The village schools have reopened, but local officials say they have received many requests for the library to continue in spite of the resumption.
Jala hopes to continue and expand the project to cover more villages and is looking into funding. As of now almost the entire budget of $117.50 goes to the employment of Roshan.
Murad Ali, the camel's owner, says he was taken aback when he was first contacted about the project, but thought that camels were the most sensible mode of transport in the remote and rugged area where village streets are too narrow for vehicles.
He enjoys the trips, seeing the happy children and on top of that, he still earns just as much as when he used to carry firewood.

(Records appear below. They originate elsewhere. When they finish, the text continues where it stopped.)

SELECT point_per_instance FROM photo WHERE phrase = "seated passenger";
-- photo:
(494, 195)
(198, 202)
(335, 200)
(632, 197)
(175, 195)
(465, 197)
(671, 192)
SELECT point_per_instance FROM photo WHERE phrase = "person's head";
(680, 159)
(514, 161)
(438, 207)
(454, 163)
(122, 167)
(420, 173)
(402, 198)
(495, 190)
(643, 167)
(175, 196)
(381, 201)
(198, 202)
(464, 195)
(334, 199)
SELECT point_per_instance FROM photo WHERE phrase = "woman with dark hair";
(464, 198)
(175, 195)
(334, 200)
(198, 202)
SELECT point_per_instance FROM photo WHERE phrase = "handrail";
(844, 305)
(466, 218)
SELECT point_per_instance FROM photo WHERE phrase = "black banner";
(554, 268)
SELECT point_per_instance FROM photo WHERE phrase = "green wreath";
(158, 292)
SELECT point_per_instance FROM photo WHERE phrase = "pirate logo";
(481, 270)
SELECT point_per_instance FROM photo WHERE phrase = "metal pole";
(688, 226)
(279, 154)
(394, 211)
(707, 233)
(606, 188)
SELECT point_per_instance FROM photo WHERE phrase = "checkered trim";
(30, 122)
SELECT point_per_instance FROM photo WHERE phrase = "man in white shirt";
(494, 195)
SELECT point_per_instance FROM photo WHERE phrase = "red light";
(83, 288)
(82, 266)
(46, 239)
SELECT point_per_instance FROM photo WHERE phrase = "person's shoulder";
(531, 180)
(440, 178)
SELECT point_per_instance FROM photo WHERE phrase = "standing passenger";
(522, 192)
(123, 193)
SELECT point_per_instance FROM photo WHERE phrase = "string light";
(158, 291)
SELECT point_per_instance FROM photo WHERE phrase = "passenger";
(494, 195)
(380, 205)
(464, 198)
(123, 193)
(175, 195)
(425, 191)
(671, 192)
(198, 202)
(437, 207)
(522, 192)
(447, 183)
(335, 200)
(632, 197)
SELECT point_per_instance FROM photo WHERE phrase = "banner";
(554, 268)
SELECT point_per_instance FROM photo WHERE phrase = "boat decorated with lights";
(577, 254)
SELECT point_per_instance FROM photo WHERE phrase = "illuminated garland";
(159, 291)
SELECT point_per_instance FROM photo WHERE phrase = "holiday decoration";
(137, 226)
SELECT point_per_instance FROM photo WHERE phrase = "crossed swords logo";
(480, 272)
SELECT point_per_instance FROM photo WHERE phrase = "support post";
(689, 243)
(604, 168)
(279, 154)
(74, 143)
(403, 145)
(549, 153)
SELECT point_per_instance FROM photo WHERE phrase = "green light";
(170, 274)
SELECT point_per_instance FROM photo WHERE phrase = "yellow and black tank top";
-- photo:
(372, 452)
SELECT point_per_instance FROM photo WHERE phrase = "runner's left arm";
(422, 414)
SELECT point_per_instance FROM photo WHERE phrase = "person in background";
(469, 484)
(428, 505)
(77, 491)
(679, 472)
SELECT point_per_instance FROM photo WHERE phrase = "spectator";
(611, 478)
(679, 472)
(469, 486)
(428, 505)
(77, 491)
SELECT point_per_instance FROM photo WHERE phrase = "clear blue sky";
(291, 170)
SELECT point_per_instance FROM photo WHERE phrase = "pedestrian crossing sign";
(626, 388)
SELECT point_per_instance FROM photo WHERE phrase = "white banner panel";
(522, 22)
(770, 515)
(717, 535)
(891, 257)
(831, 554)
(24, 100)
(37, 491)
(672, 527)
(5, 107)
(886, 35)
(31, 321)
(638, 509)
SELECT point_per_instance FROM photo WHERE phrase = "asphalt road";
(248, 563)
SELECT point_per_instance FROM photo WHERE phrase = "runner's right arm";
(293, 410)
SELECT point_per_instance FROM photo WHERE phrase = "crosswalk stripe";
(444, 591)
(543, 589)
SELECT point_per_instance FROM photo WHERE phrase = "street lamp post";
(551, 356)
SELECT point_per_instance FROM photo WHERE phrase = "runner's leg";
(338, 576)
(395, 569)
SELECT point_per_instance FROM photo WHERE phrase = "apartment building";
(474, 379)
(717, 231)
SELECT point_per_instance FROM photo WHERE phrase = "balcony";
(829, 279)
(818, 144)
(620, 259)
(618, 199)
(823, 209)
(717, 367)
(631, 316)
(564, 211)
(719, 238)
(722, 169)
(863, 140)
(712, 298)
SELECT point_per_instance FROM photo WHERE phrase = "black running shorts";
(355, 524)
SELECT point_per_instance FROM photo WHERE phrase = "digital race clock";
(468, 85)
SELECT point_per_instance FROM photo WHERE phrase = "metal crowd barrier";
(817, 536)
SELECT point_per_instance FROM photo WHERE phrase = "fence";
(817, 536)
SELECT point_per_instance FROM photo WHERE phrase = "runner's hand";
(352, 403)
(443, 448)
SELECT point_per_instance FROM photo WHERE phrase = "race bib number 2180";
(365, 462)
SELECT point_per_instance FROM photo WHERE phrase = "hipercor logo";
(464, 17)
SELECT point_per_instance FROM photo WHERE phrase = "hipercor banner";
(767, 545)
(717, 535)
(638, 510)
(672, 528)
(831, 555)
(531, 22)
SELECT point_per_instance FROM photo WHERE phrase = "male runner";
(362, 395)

Balochistan, Pakistan's largest province by area, is an arid desert and mountainous region in the southwest of the country. It makes up 44% of Pakistan's total land mass, but has a population of just 12.34 million, a little over 5% of the national total.
It is Pakistan's most impoverished province, with a 40% literacy rate - the lowest in the country.
Around 62% of children between the ages of five and 16 in rural areas of the province do not attend school.